Tuesday, October 04, 2011

A 2 Z: Terping your Thoughts... or "Life as an interpreter"

Note the solid, dark shirt. We have to
wear tops that contrast with our
hands so the signs can be seen clearly.

Okay, so I'm cheating a little on this letter, but we interpreters do nickname ourselves "terps" (and yes, we're aware that it sounds a lot like "twerp") so I thought I'd Take the opportunity to share a little about my job.

I'm a professional sign language interpreter. I work in college classrooms (but I am not a teacher or a teacher's aide and I don't know braille, just to get the common misunderstandings out of the way first thing). When there is a Deaf student in the class (not "hearing impaired," please), I interpret the lecture and any teacher or student comments into American Sign Language, and I voice into English any of the Deaf person's comments.

They say it takes about seven years to become fluent in a language. I've been playing around with signs since I was young. I studied ASL formally for about seven years, including training to be an interpreter for about four years, and since then have been interpreting professionally for 15 months.

The actual skill of interpreting is, perhaps, harder than it might seem at first thought, especially since sign language is silent and therefore often interpreted simultaneously. We have to hear the message, break it down into ideas/concepts, switch it into the grammar and syntax of the other language, make any cultural adjustments necessary, and produce the thought. All of this has to be done in seconds while still listening or watching to retain the next thing the person is saying. This is one well-known interpreting teacher's diagram of what all has to happen for an accurate interpretation:
Researchers have found that interpreting takes so much brain power that it's most accurate if a person only has to do it in twenty-minute segments. In most settings we work in teams with two interpreters so we can switch off every fifteen to twenty minutes. I find that my body is very happy about the breaks as well as my brain, given my physical limitations. We also have to juggle issues with location in the classroom so we can maintain a sight-line with the client but not block the hearing students from seeing the teacher or blackboard, hold information if our student is looking at notes or diagrams, deal with accents, etc.

Like my determined expression as I'm
showing a pig running away? hehe
ASL is a very visually expressive language.
Okay, I feel like I'm making this out to be the hardest job ever, haha. It's not that bad, though as a student, interpreting seemed impossibly difficult. Something like an idiom that took longer to figure out the meaning could completely derail me. But as I've gained experience I've found that yes, it's always hard work, but it's not so impossibly challenging anymore. And it's actually really, really fun! One hard part for me now is not getting to join the conversation myself, which those of you who know talkative me will find amusing. ;-)

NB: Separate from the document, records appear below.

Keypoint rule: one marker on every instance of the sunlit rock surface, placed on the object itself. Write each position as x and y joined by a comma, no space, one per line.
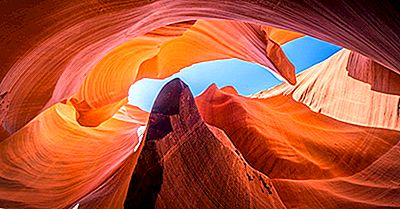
326,138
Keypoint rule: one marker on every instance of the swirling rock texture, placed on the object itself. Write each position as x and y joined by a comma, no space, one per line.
326,138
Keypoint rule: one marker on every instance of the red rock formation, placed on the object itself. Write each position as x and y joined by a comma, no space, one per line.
330,88
68,137
187,164
71,38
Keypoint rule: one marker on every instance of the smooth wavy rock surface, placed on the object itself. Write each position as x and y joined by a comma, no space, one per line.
323,164
187,164
49,49
326,138
53,162
348,87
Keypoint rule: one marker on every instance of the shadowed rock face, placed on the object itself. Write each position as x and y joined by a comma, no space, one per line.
187,164
328,138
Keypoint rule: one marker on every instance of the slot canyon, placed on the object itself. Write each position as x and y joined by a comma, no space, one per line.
325,137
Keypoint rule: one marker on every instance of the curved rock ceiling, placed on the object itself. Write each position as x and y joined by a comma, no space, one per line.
326,138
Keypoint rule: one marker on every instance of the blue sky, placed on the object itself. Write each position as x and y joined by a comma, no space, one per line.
247,78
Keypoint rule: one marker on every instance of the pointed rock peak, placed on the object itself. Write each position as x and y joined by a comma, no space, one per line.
229,89
167,101
175,98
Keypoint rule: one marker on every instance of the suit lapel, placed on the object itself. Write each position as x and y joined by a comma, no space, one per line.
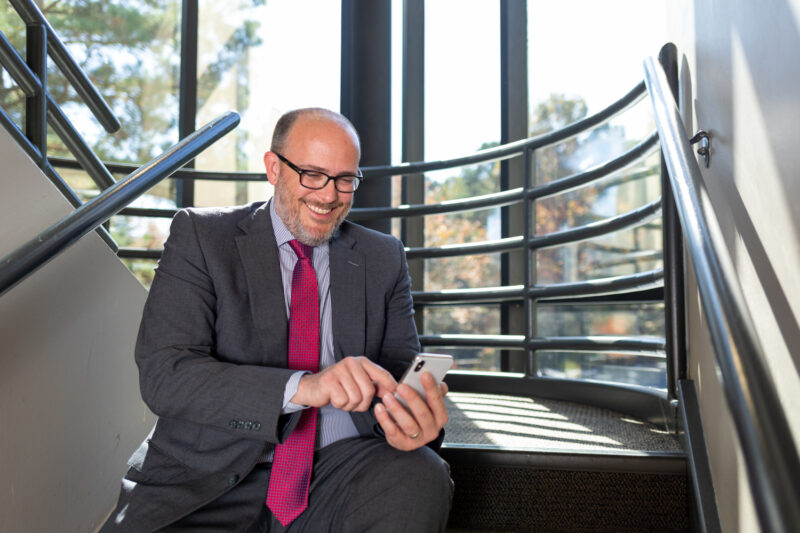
348,296
259,254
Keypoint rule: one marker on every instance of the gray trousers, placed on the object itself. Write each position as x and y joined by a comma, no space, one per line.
357,485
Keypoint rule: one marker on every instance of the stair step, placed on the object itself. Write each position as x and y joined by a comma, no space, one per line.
522,464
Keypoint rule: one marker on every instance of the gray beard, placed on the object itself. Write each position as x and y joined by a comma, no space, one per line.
295,227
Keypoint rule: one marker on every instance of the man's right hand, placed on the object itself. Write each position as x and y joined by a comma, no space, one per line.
349,385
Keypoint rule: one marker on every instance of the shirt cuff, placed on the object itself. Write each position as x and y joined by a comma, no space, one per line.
289,391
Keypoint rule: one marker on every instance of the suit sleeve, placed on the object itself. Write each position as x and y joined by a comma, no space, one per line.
181,375
400,342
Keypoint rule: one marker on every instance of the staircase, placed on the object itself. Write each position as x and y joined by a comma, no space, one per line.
528,464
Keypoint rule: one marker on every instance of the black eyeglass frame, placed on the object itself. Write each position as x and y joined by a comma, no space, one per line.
357,178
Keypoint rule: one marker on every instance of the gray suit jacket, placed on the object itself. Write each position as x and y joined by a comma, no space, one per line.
212,351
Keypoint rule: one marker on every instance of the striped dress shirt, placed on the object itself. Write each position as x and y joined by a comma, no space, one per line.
333,424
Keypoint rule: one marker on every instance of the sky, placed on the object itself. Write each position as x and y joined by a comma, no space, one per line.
581,48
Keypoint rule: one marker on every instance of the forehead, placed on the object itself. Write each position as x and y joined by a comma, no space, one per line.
320,135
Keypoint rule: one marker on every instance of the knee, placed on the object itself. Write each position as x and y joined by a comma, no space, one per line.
424,473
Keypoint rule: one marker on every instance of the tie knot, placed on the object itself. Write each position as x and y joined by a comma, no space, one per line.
303,251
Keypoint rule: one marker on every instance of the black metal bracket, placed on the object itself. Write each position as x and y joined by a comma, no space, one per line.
704,139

I've always loved words and people and I find languages and cultures fascinating. Interpreting has proved to be the ideal job for me. I love it! It requires the presence and interaction of other humans and I get to use words all day--perfect. My physical limitations mean I can only work a few hours a day, so college interpreting works very well. I interpret about two classes each term and that time is spent alternating between resting (though still staying aware of what's happening so I can help my team if they need it) and gentle movements of signing.

I also volunteer interpret at my church and especially love interpreting music. It's like worshiping with my whole body. You can see a video of me signing "Blessed Be the Name" here.

Speaking of my "team" (another T word!), even though it's only one person, we still call our co-worker a "team" like it's a whole group of people. Funny. Another term is a "feed" which is when the interpreter misses some information and looks to their team to feed it to them.

That's my job in not so much of a nutshell.

As always, check out more "T" blogs in the "From A 2 Z 4 U & Me" meme here www.pattywysong.com


Niki Turner said...

While I've not had the pleasure of having an ASL interpreter, I do know what it's like to work with a foreign language interpreter. What an incredible GIFT!
Thank you for sharing some of the details about how your gift operates, it blessed me!

Rita Garcia said...

Amy, I loved learning more about "terping your thoughts"! Great nickname, "terps". Thanks for taking the time to write and share about what you do. I really enjoyed it!

Barbara Lynn Culler said...

Very informative! I've only considered it as beautiful to watch-especially in singing. Thank you for sharing.

Joanne Sher said...

I LOVE to watch ASL interpreters, especially during music. I so admire what you do, Amy. Thanks for the lesson!

Shelley Ledfors said...

Thanks for sharing more about your difficult, but fascinating job, Amy! I see what you do as such a blessing...for those who are deaf, for you, and even for those of us who hear, but are blessed by the beauty of watching interpretations in worship, etc.!

Sara Harricharan said...

SO cool to know more about this--thanks for taking the time to share, Amy! (and I love the expression!) :P

Patty Wysong said...

So cool, Amy!! Love watching you terp. ;-)

Anonymous said...

Very enlightening. Thanks Amy.
Helen Paynter

Miriam said...

Really interesting to read about your job in more detail Amy!